Analytical solution for the longitudinal response of cross-fault shield tunnel considering plastic deformation of circumferential joints

This paper proposes an analytical model for the longitudinal deformation response of cross-fault shield tunnels, in which the tunnel is assumed to be a Timoshenko beam placed on Winkler's foundation. The plastic deformation behavior of circumferential joints and the influence of horizontal foundation friction are considered in the proposed model. A case study of normal faulting based on convincing numerical simulations is carried out to verify the rationality of the proposed model. Subsequently, the plastic deformation characteristics and distribution of circumferential joints are analyzed, and the factors affecting the longitudinal response of the tunnel are discussed through parametric analysis.

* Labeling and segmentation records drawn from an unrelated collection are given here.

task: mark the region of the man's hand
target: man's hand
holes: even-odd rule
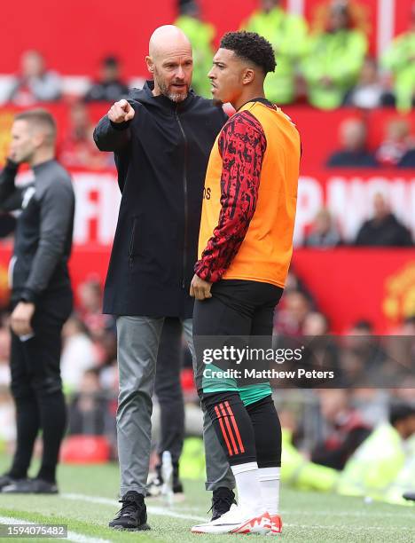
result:
[[[35,303],[19,302],[14,308],[10,319],[10,325],[16,335],[28,335],[33,334],[30,321],[35,313]]]
[[[108,119],[113,122],[125,122],[131,121],[135,115],[134,108],[127,100],[115,102],[108,112]]]
[[[194,296],[196,300],[205,300],[206,298],[211,298],[210,289],[212,283],[204,281],[199,276],[193,275],[193,279],[191,283],[190,295]]]

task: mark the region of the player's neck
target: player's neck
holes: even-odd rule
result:
[[[242,94],[240,94],[238,98],[232,102],[232,106],[235,110],[238,111],[239,107],[244,106],[244,104],[247,104],[247,102],[250,102],[257,98],[265,98],[263,87],[247,89],[245,92],[242,92]]]

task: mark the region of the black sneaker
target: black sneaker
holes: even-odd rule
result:
[[[58,486],[44,479],[21,479],[4,486],[4,494],[58,494]]]
[[[143,494],[135,491],[129,491],[120,500],[120,503],[122,503],[122,507],[115,518],[108,523],[110,528],[131,531],[150,530],[150,526],[147,524],[147,509]]]
[[[224,486],[214,490],[212,495],[212,520],[220,518],[224,513],[227,513],[232,503],[236,504],[235,494],[230,489]]]

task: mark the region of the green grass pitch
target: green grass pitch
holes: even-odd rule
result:
[[[0,457],[0,473],[8,465]],[[82,543],[106,541],[166,541],[186,543],[200,540],[231,540],[244,536],[192,535],[189,528],[208,518],[210,492],[202,483],[185,481],[185,500],[172,508],[161,500],[148,499],[151,531],[117,532],[107,528],[119,504],[118,468],[104,466],[61,466],[59,496],[19,496],[0,493],[0,523],[4,519],[32,523],[67,524],[69,539]],[[301,492],[283,488],[282,539],[293,543],[348,543],[415,541],[415,509],[411,507],[366,504],[363,500]],[[249,536],[270,541],[269,537]],[[21,539],[20,541],[23,540]],[[27,541],[45,539],[30,539]]]

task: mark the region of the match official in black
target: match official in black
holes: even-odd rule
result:
[[[11,152],[0,174],[2,212],[20,209],[9,276],[12,280],[12,394],[17,443],[12,468],[0,476],[2,492],[56,493],[56,466],[67,412],[60,379],[62,327],[72,311],[67,270],[74,224],[71,178],[55,159],[56,124],[47,111],[18,114]],[[19,165],[35,180],[15,185]],[[42,430],[43,457],[33,479],[27,470]]]

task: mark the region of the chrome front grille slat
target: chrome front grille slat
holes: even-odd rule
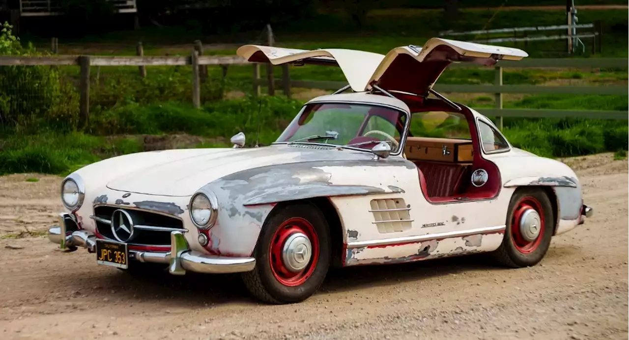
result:
[[[92,216],[91,216],[89,217],[89,218],[91,218],[91,219],[93,219],[93,220],[94,220],[94,221],[96,221],[97,222],[100,222],[105,224],[109,224],[109,225],[111,224],[111,221],[109,221],[108,219],[104,219],[103,217],[99,217],[98,216],[95,216],[94,215],[92,215]],[[168,232],[170,232],[170,231],[183,231],[183,232],[186,232],[186,231],[187,231],[187,229],[184,229],[184,228],[168,228],[168,227],[160,227],[160,226],[143,226],[142,224],[137,224],[137,225],[133,226],[133,228],[135,228],[135,229],[142,229],[142,230],[156,230],[156,231],[168,231]]]
[[[129,245],[142,246],[164,246],[170,244],[170,233],[186,232],[183,221],[174,216],[150,211],[138,210],[116,206],[98,205],[94,207],[94,214],[89,216],[96,222],[96,230],[107,239],[116,241],[111,226],[112,215],[116,210],[122,210],[133,216],[133,236],[129,239]],[[118,218],[118,217],[116,217]],[[136,224],[135,223],[137,223]],[[119,231],[116,229],[116,233]],[[120,235],[119,235],[120,236]],[[121,240],[124,240],[125,238]]]

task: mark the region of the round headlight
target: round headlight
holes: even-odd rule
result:
[[[81,207],[84,194],[82,188],[74,178],[66,178],[61,185],[61,200],[66,208],[72,211]]]
[[[190,204],[190,216],[199,229],[208,229],[216,220],[215,204],[203,194],[197,194]]]

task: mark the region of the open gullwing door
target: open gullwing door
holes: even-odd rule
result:
[[[445,68],[453,62],[491,66],[498,60],[519,60],[528,56],[518,48],[433,38],[421,48],[409,45],[389,51],[365,89],[376,84],[385,90],[426,96]]]
[[[342,48],[297,50],[270,46],[245,45],[236,53],[252,62],[270,62],[273,65],[296,63],[339,66],[354,91],[364,91],[369,77],[380,65],[384,55]]]
[[[526,52],[510,47],[493,46],[433,38],[422,47],[396,47],[379,53],[325,48],[298,50],[246,45],[238,55],[252,62],[273,65],[292,63],[338,66],[354,91],[371,89],[373,84],[387,90],[427,96],[446,67],[453,62],[469,62],[491,66],[498,60],[519,60]]]

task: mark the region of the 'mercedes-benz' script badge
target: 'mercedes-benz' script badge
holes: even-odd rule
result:
[[[489,178],[489,175],[484,169],[477,169],[472,173],[472,184],[474,187],[482,187],[487,183]]]
[[[116,239],[128,242],[133,237],[133,220],[124,210],[118,209],[111,215],[111,233]]]

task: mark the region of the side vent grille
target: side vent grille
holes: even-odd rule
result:
[[[378,231],[384,233],[404,231],[411,229],[411,208],[402,199],[371,200],[374,224]]]

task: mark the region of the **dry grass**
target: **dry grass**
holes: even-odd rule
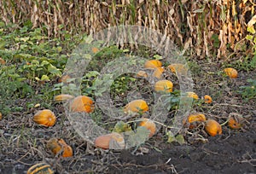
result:
[[[0,0],[0,17],[5,23],[31,20],[34,27],[45,27],[49,37],[62,39],[63,31],[89,34],[119,24],[140,25],[168,35],[201,58],[222,58],[237,50],[254,8],[246,0]]]

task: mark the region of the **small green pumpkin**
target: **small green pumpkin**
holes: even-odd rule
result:
[[[31,166],[26,174],[54,174],[50,165],[46,163],[38,163]]]

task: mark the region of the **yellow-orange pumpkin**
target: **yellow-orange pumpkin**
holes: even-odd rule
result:
[[[96,137],[95,140],[95,146],[103,149],[123,149],[125,147],[125,142],[121,134],[112,132],[110,134]]]
[[[79,96],[73,100],[70,108],[72,112],[91,113],[94,111],[94,102],[89,96]]]
[[[154,123],[154,121],[148,119],[143,118],[143,120],[139,122],[138,126],[144,126],[150,131],[148,137],[153,136],[154,134],[155,133],[155,130],[156,130],[155,124]]]
[[[153,77],[160,78],[165,69],[163,67],[155,67],[153,72]]]
[[[143,100],[134,100],[125,105],[124,108],[125,113],[129,111],[135,113],[145,113],[148,110],[148,106],[147,102]]]
[[[54,174],[54,171],[46,163],[38,163],[32,165],[27,170],[26,174]]]
[[[176,73],[176,72],[177,72],[178,73],[185,75],[185,74],[187,74],[187,72],[188,72],[188,69],[185,67],[185,66],[181,63],[173,63],[173,64],[169,65],[167,67],[170,69],[170,71],[172,73]]]
[[[241,127],[241,124],[240,123],[240,121],[241,120],[239,120],[239,119],[237,118],[235,119],[234,117],[230,117],[228,125],[231,129],[238,130]]]
[[[238,76],[237,71],[232,67],[224,68],[224,72],[227,76],[229,76],[231,78],[236,78]]]
[[[156,68],[162,67],[162,62],[159,60],[148,60],[145,62],[145,68]]]
[[[160,80],[154,84],[154,90],[157,92],[172,92],[172,87],[170,80]]]
[[[205,130],[212,136],[214,136],[217,134],[222,134],[221,125],[214,119],[208,119],[206,121]]]
[[[54,154],[57,154],[61,150],[62,157],[71,157],[73,156],[72,148],[66,143],[63,139],[51,138],[48,141],[46,144],[47,148],[49,148]]]
[[[206,116],[202,113],[193,113],[188,117],[189,123],[193,123],[195,121],[204,122],[206,120],[207,120]]]
[[[33,121],[47,127],[53,126],[56,122],[56,117],[49,109],[44,109],[36,113],[33,117]]]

The analysis results demonstrate that the proposed analytical model is reliable and applicable to calculating the longitudinal response of cross-fault shield tunnel, especially in evaluating the deformation of the circumferential joints under normal faulting. Severe plastic deformation is observed on the annular joints when the shield tunnel is subjected to 10 cm faulting. Under crossing active fault, the ground has a more significant restriction on the longitudinal deformation of the shield tunnel, resulting in a larger deformation of circumferential joints. A larger elastic modulus of the ground leads to a more notable longitudinal deformation of the tunnel lining. When the width of the fault fracture zone is not considered, the results of longitudinal internal force and deformation of shield tunnels are conservative. In the plastic deformation stage of the circumferential joints, the larger the plastic equivalent bending stiffness ratio of the shield tunnel, the slighter the plastic deformation of circumferential joints. The proposed analytical solution can be used to predict the joint deformation of cross-fault shield tunnels and provide guidance for the waterproof design of shield tunnels.